Mancillado el altar de su moral, se escandaliza el civilizado Occidente con la barbarie del déspota de Oriente. Envanecido –con razón– por haber cifrado el derecho internacional en la paz, en la seguridad de las naciones y su integridad territorial tras los 65 millones de muertos habidos en las dos guerras mundiales, ruge ahora selectivamente contra la carnicería de Putin en Ucrania; una puñalada al orden mundial que, si imperfecto, ha evitado otra conflagración mundial, esta vez atómica. Pero tiende un manto de silencio sobre sus propias degollinas. Sobre el aplastamiento de pueblos y su dignidad, el despojo de sus territorios y riquezas en colonias que abarcaron continentes enteros, en pleno siglo XX. Calla sobre las contiendas “de baja intensidad” que la URSS y Estados Unidos libraron por interpuestos combatientes en el Tercer Mundo: la una para expandir el comunismo, el otro para conjurarlo e imponer el modelo que en casa era democracia y afuera sojuzgamiento imperialista. Mas este estadio de Guerra Fría no se ahorró la más caliente y mortífera dirigida contra un país campesino, donde la tronante potencia mordió la derrota. Fue la guerra del Viet-Nam.

Disuelta la URSS, a fuer de lucha contra el terrorismo y la dictadura, los paladines de la democracia disfrazaron de “intervención humanitaria” y  “legítima defensa preventiva” a guerras despiadadas como no conociera el mundo contemporáneo: en Iraq, Afganistán, Siria, Serbia o Kosovo.

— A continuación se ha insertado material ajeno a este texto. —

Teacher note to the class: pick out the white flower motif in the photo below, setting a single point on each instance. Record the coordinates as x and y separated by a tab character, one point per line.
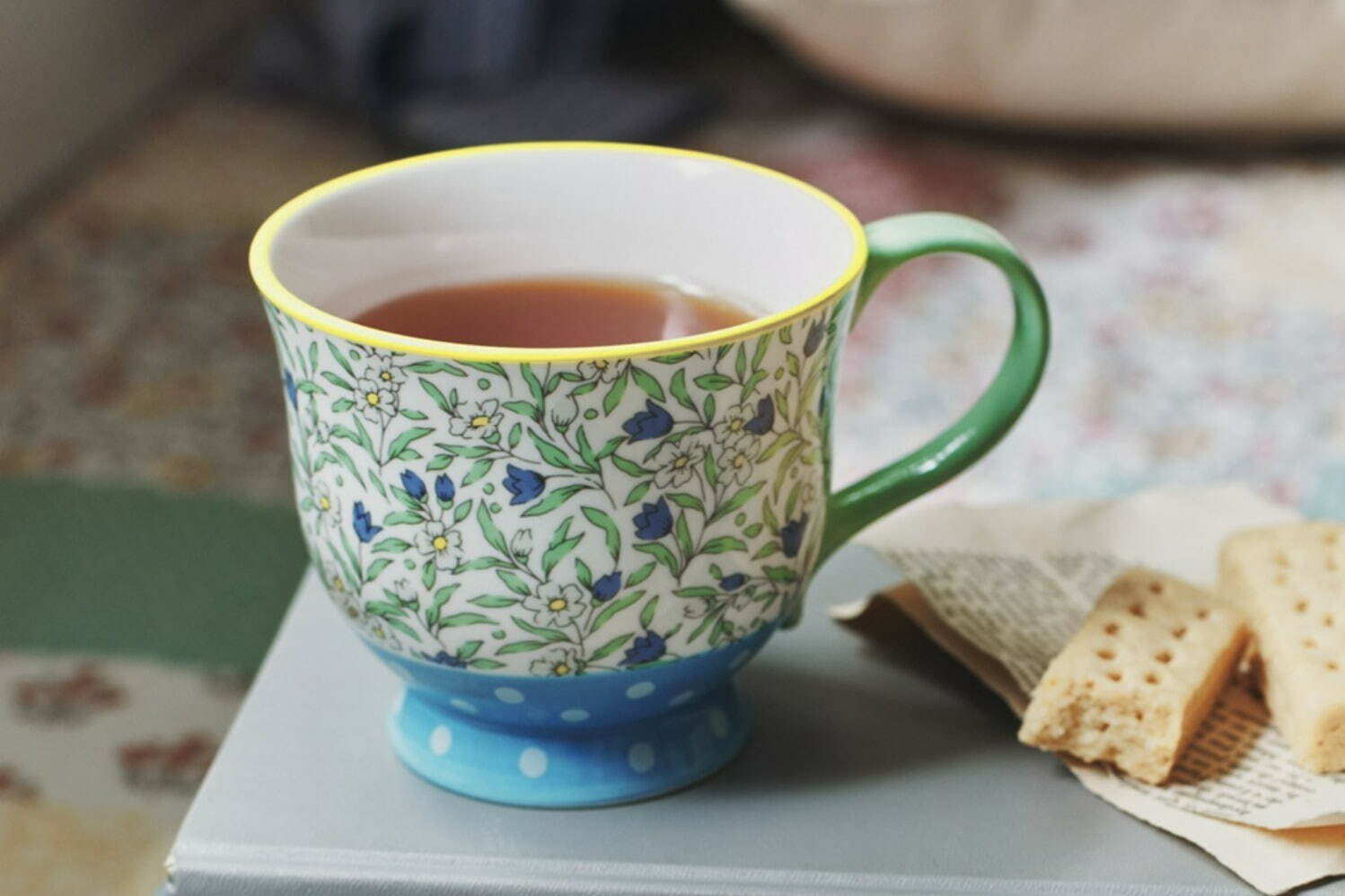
442	544
677	463
329	512
556	663
477	418
604	370
729	429
734	461
385	372
335	583
375	400
556	604
521	545
564	410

Y, violando  acuerdos, no sólo participó en ellas la OTAN con el liderazgo militar de Estados Unidos, sino que cooptó más y más países –viejos satélites soviéticos incluidos– y ya se acerca peligrosamente a la frontera vedada con Rusia. Ahora va por Ucrania, cuya invasión provoca la más reciente lid entre lobos que devoran  territorios, pueblos y economías. La común vocación imperial en Oriente y Occidente tendrá que responder por la décima parte de la humanidad que  durante el siglo XX pereció en sus guerras.

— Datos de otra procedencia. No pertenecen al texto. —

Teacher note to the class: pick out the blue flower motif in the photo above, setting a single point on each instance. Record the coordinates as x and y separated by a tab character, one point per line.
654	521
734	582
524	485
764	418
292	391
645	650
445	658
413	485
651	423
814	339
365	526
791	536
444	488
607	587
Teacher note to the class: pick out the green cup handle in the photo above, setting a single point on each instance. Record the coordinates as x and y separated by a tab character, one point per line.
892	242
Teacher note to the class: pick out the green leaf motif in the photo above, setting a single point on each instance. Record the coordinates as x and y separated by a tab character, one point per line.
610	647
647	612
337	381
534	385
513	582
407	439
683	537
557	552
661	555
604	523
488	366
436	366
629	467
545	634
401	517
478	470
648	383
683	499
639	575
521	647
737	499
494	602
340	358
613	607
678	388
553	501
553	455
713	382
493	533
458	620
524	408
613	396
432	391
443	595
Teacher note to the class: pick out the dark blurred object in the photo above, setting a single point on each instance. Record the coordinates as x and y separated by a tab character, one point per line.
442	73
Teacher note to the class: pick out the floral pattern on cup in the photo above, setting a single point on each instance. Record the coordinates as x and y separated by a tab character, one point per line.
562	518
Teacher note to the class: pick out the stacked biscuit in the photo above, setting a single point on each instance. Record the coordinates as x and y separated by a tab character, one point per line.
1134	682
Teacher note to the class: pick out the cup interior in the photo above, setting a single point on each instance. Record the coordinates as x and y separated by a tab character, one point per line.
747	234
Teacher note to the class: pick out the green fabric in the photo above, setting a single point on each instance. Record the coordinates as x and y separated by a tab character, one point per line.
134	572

Vieja es la historia. Los primeros grandes imperios de ultramar surgieron bajo el ala de la conquista y la colonización de América. El continente amerindio, explica Roch Little, derivó en americano, dominado por Europa. Con el tiempo mutó el imperio, no ya para poblar territorios y extraer sus recursos, sino para “civilizar” pueblos bárbaros en África, o culturas “decadentes” en Asia. Al tentacular imperio inglés que sembró colonias en los seis continentes, le siguieron los de España, Portugal, Francia, Alemania, Italia, Países Bajos. Entre ellos se repartieron África. El gobernante de Bélgica recibió el Congo a título de patrimonio personal. Hasta cuando Gandhi liberó a la India en 1947, para inaugurar así la cascada independentista en Asia y África. También Japón, China y Rusia vieron medrarse sus dominios.

Del último siglo en América Latina, ni hablar. Docenas de intervenciones armadas de Estados Unidos en el subcontinente, a menudo con desembarco como en Nicaragua y Haití, culminaron en golpe militar propinado por el sátrapa de turno al que la potencia del Norte impuso cuando quiso. Pero en la segunda mitad del siglo prevaleció la modalidad de la intervención encubierta, cocinada en la trastienda de los servicios secretos del imperio y en concierto con las elites nacionales. Tal el derrocamiento de Allende en Chile y la negra dictadura que le siguió.

Acaso resultara tan responsable de una potencial guerra nuclear la obsesión de Putin por reconstruir la URSS sobre el imaginario del zarismo, como el avance de la OTAN hacia la frontera rusa (vedada por acuerdo) y la cooptación de Ucrania. Pero no se diga, a rajatabla, que el conflicto opone democracia y autocracia, civilización y barbarie. Más parece la grosera avidez de poder incrustada en la entraña de imperios reales o ilusorios que se niegan a desaparecer.